Em fevereiro, os ministros do STF julgaram válida a aplicação dessas medidas coercitivas, desde que não avance sobre direitos fundamentais e observe os princípios da proporcionalidade e da razoabilidade (ADI 5941).

No caso julgado pela SDI-2, a ordem de suspensão dos cartões de crédito e de proibição de emissão de novos foi considerada ponderada diante das circunstâncias. Hoje, na Justiça do Trabalho, cerca de sete mil processos discutem a adoção dessa medida, de acordo com levantamento realizado pela empresa de jurimetria Data Lawyer.

O mesmo colegiado já havia decidido, em outros três casos, pela impossibilidade de suspensão de cartão de crédito. A questão ainda poderá ser julgada pela SDI-1, que uniformiza a jurisprudência das turmas do TST e tem composição diferente. Nas turmas, foram localizadas cinco decisões pela Coordenadoria de Jurisprudência do TST, que analisaram apenas questões processuais, sem entrar no mérito.

No julgamento, os ministros da SDI-2 destacaram que o caso não trata de mera insolvência. Levaram em consideração que a reclamação trabalhista tramita há cinco anos e durante esse período foram tentados, sem sucesso, todos os meios executivos usuais – pedidos de penhora e inscrição em cadastros de inadimplentes, entre outros.

De acordo com eles, o devedor não manifestou interesse algum em efetuar o pagamento do débito. “A inação do devedor acena para a possibilidade de adoção de medida atípica, capaz, pois, de fomentar o seu interesse na busca por alternativas para o adimplemento da obrigação”, afirma o relator, ministro Luiz José Dezena da Silva (ROT-838-97.2022.5.09.0000).

Na decisão, o relator destaca que o STF reconheceu a validade do dispositivo que autoriza medidas coercitivas, indutivas ou sub-rogatórias voltadas a garantir a efetividade da decisão judicial. E que a jurisprudência do TST já admitia a adoção delas, desde que o juiz tivesse observado os parâmetros necessários de adequação, razoabilidade e proporcionalidade dessas medidas frente às causas que levam à insolvência do executado.

A jurisprudência do TST, acrescenta, entende que a mera insolvência do devedor não basta para autorizar o uso de medidas atípicas de execução fundamentadas no artigo 139, IV, do CPC de 2015. “O caso concreto, todavia, não retrata a situação de que o ato coator tenha decorrido da mera insolvência”, diz o relator.

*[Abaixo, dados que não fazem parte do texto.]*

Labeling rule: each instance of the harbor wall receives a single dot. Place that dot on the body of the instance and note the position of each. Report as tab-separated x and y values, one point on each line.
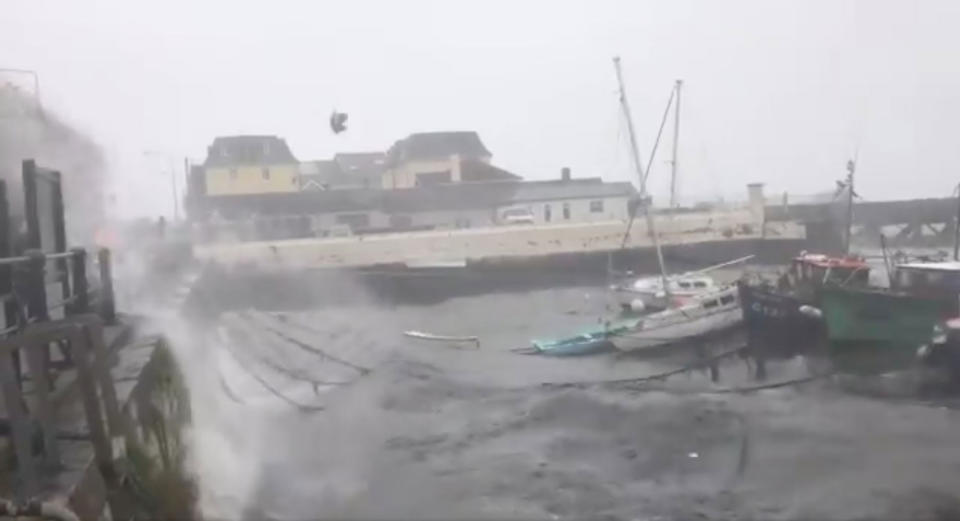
498	243
238	287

Em abril, os ministros da SDI-2 negaram um pedido de bloqueio de cartão de crédito e suspensão de CNH de devedores. Os julgadores seguiram, por unanimidade, o voto do relator, ministro Douglas Alencar Rodrigues.

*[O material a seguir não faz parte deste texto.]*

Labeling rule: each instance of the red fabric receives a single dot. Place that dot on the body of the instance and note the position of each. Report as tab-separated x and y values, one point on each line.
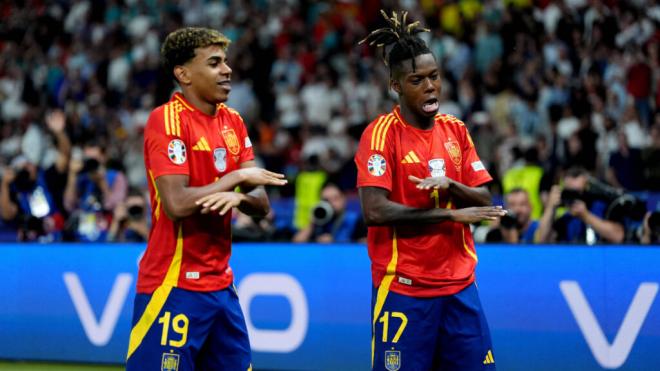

Para ele, essas medidas só devem ser aplicadas em caráter excepcional ou subsidiário, quando as vias típicas [de execução] não viabilizarem a satisfação do crédito – tentativas de bloqueio de dinheiro, automóvel, imóvel ou outros bens.

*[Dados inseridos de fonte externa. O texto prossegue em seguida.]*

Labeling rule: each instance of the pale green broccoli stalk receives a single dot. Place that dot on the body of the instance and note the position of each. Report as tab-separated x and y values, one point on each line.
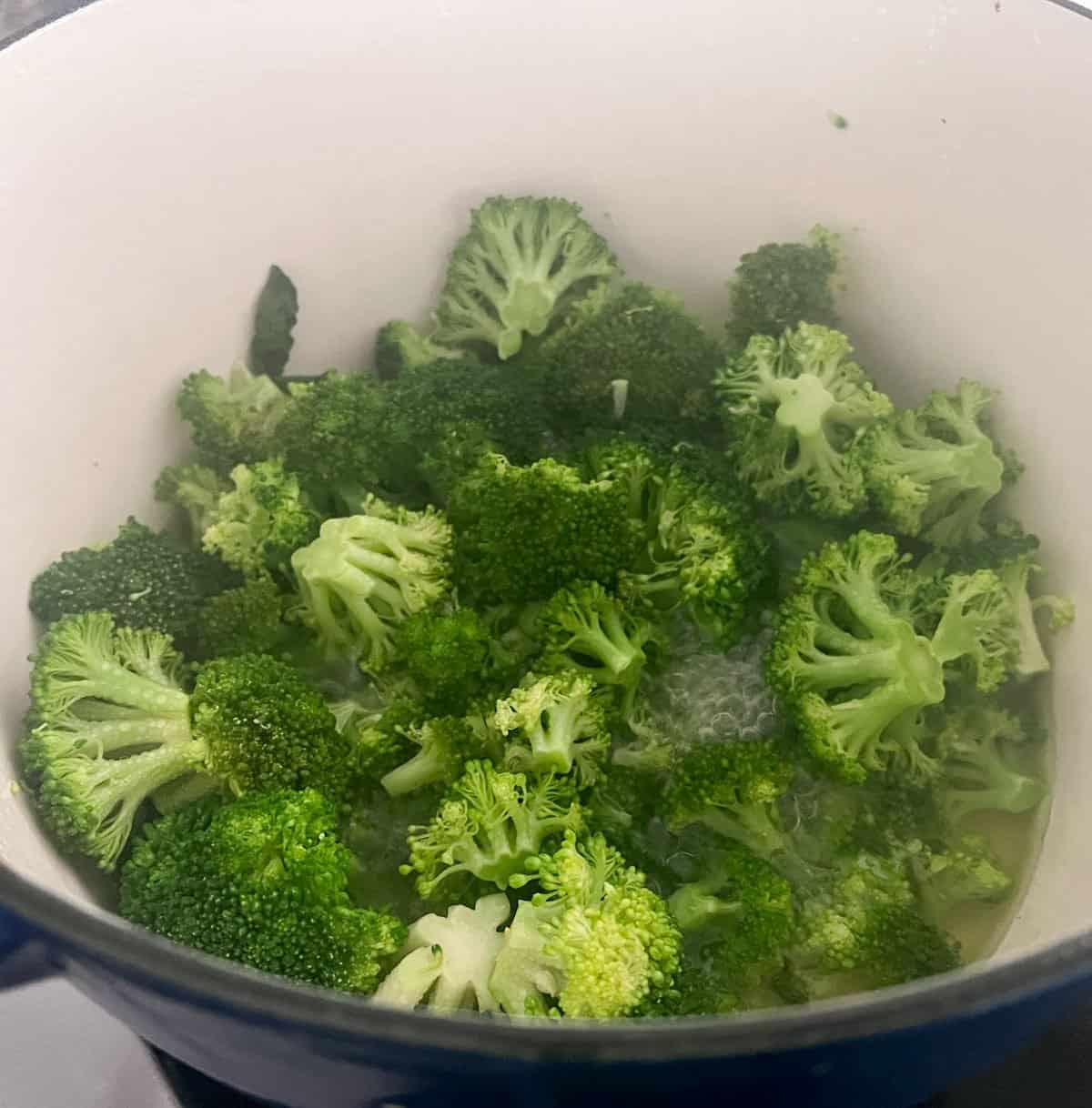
447	961
933	470
521	263
367	573
554	723
794	407
258	524
976	748
594	944
490	824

Além disso, afirma o relator em seu voto, deve ficar claro que há ocultação de patrimônio e que o devedor possui condições de quitar o débito, “diante da existência de sinais exteriores de riqueza”. No caso julgado, segundo o ministro, não foram preenchidos esses requisitos (ROT-1087-82.2021.5.09.0000).

Segundo Tomaz Nina, advogado trabalhista e sócio da Advocacia Maciel, a SDI-2 já havia sinalizado que pode ser realizado o bloqueio de cartão de crédito quando o executado se recusa a efetivamente pagar uma dívida trabalhista. “Não é uma medida comum, precisa ter prova de que o devedor está desobedecendo decisão judicial”, afirma.

O advogado Ricardo Calcini, do Chiode Minicucci Advogados – Littler Global, explica que o bloqueio de cartões dificulta o acesso ao crédito e, desse modo, tem o mesmo objetivo do protesto da decisão judicial e inclusão do nome do executado em órgãos de proteção ao crédito e no Banco Nacional de Devedores Trabalhistas (BNDT) – que são amplamente adotadas na execução trabalhista.

“No caso concreto, o executado não manifestou nenhum interesse em efetuar voluntariamente o pagamento da dívida trabalhista. Essa inação reafirma a possibilidade de adoção de medida atípica, capaz, pois, de fomentar o seu interesse na busca por alternativas para o adimplemento da obrigação”, diz Calcini. “A SDI-2 concluiu que a apatia do devedor é incompatível com a finalidade da execução, que é efetivar a decisão judicial.”